Revelation 6:3-4 “when he opened the second seal, I heard the second living creature say, “Come!” 4 And out came another horse, bright red. Its rider was permitted to take peace from the earth, so that people should slay one another, and he was given a great sword.

Important Takeaways:

  • Vladimir Putin’s forces are holding yet more nuclear missile drills amid an ongoing program of strategic military exercises, wheeling out terrifying intercontinental ballistic missiles in new footage released today.
  • Unsettling footage shows mobile Yars intercontinental ballistic missiles (ICBMs) being moved from hangars into forest locations in Russia’s remote Irkutsk region of Siberia for potential combat use.
  • The missiles, which soar through space and re-enter the atmosphere at Mach 25 have a range of up to 7,500 miles, enabling a strike on Europe and the US.
  • Yars missiles carry six independently targetable nuclear warheads, each with a power of more than 100 kilotons.
  • That means one Yars strike can hit six different targets with each resulting explosion some six times more powerful than the nuclear bomb dropped on Hiroshima.
  • Unlike Russia’s largest nuclear missile, the Sarmat, the Yars system is a solid fuel rocket, meaning it is easier to transport and faster to launch as it does not have to be fueled at the launch site.

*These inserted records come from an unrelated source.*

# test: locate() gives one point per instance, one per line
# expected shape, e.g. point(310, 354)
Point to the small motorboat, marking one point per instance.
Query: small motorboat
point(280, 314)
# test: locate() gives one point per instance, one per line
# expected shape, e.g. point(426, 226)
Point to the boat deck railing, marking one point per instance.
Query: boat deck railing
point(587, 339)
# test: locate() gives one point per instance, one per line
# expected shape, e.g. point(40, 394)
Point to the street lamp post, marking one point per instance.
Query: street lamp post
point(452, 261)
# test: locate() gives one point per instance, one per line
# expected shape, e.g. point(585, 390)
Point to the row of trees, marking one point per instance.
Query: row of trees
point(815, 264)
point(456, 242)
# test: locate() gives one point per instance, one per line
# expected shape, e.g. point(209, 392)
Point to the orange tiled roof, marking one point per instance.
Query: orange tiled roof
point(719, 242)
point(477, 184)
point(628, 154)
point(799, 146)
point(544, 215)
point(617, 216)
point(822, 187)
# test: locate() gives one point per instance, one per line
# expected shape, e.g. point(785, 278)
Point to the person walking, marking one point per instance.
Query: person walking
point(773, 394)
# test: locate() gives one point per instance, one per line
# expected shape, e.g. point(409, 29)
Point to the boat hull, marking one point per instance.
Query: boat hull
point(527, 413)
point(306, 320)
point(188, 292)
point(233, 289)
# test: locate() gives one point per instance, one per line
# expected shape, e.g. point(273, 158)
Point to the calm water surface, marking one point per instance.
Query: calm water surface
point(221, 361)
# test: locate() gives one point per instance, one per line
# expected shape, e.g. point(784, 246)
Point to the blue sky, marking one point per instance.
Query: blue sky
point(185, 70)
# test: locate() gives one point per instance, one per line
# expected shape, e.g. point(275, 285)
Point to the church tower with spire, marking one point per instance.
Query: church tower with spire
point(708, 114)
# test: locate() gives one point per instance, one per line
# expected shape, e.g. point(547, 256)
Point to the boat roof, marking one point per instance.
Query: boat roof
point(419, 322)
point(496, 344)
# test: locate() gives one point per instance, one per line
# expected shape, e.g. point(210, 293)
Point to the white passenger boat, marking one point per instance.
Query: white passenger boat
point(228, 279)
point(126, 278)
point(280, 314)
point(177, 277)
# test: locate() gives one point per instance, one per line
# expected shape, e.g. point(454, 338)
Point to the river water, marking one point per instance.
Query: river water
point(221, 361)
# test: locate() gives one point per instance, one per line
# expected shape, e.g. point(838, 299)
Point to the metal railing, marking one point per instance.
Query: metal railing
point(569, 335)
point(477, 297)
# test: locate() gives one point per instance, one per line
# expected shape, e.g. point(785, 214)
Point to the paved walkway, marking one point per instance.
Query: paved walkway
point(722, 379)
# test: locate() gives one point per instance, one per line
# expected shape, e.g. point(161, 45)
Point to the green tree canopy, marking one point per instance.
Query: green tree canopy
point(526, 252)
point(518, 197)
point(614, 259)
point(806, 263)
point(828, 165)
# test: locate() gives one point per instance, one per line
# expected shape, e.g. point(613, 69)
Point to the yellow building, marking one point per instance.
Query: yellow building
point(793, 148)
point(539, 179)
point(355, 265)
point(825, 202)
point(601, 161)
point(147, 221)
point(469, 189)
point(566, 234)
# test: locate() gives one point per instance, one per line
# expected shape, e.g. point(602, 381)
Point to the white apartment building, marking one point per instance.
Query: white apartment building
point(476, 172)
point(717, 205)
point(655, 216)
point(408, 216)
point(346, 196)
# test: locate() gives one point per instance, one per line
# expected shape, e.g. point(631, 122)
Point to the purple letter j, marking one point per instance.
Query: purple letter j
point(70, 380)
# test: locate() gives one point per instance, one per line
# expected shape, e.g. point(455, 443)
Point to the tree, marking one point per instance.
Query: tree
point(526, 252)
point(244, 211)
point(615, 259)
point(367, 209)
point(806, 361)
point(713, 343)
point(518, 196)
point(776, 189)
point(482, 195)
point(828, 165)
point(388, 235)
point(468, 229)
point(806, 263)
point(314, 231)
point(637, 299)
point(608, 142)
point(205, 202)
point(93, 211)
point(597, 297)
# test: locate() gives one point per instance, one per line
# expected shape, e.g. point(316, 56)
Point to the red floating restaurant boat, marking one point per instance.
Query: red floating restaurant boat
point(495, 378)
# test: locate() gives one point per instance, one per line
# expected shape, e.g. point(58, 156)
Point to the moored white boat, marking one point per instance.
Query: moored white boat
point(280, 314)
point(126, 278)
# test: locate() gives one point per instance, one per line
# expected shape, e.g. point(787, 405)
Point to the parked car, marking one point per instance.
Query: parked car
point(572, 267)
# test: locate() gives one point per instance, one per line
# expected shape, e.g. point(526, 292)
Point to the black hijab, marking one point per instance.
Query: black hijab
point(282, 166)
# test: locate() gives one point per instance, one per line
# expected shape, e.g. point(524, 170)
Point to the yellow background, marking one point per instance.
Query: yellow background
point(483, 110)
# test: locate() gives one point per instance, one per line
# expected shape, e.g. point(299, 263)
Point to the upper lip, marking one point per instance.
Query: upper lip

  • Deputy Foreign Minister Sergei Ryabkov oversees relations with the US, which diplomats in both countries say are at their lowest point since the 1962 Cuban Missile Crisis due to a confrontation over the conflict in Ukraine.
  • He warned that if the West underestimated Moscow’s resolve, it could lead to ‘tragic and fatal’ consequences because the US and its allies were confronting a major nuclear power in Russia.